Guyana’s Economy Demonstrates Strength Despite Global Challenges
**Georgetown, Guyana** – To counter the effects of rising global food prices, President Mohamed Irfaan Ali announced on Friday that Guyana has implemented several fiscal measures. As a result, the country has managed to maintain a lower food inflation rate compared to other regions.
Global food prices have spiked due to the Russia-Ukraine war and the COVID-19 pandemic, leading to significant increases in the European Union, Latin America and the Caribbean, and the United States. However, Guyana’s food inflation rate for 2023 was 3.8%, which is significantly lower than Jamaica’s 7.8% and the 81.67% seen in the wider Latin American region.
To combat rising food costs, the Guyanese government has prioritized enhancing domestic food production.
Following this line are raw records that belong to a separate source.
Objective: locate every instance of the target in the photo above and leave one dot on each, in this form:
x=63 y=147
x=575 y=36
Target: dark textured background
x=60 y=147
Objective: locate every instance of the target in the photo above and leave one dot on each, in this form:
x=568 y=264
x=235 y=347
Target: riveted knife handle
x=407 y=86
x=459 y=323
This effort includes providing significant support to the poultry sector and farmers, such as VAT exemptions on fertilizers, agrochemicals, and pesticides. Additionally, over one billion dollars were allocated in 2023 for agricultural tools and equipment.
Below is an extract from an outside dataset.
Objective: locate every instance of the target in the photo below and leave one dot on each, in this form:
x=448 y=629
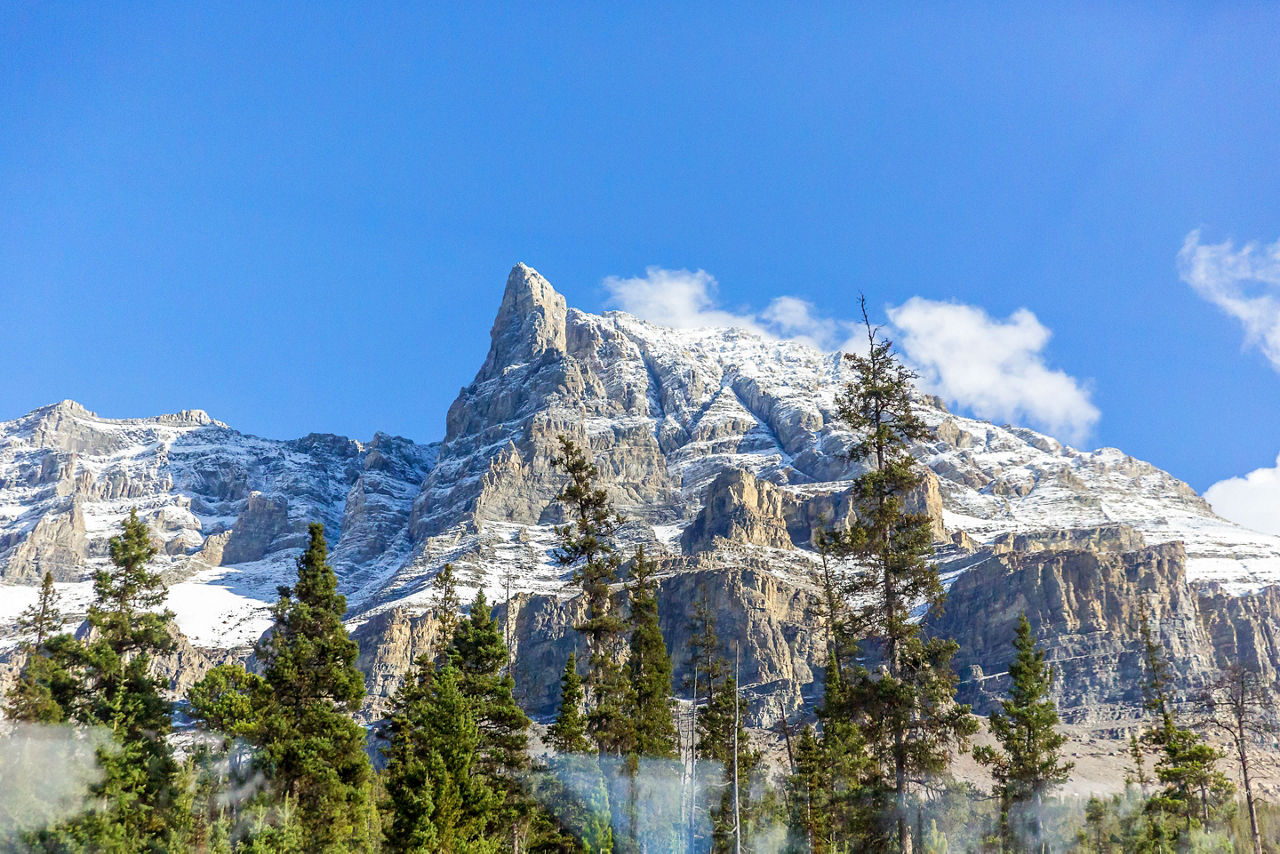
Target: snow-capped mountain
x=666 y=414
Other initiatives to boost food production include tax breaks on machinery and corporate income tax, as well as investments in infrastructure. The government has also established a broiler breeders facility to lessen dependence on imported hatching eggs.
To alleviate the broader economic impact of increased costs, the government has raised public sector wages by over 90 billion dollars and reinstated subsidies for utilities. They have also waived taxes on building materials and removed VAT on medical supplies, electricity, and water.
In support of low-income households, the government has reinstated the ‘Because We Care’ cash grant, increased pensions and public assistance, and provided a one-month tax-free bonus for public servants.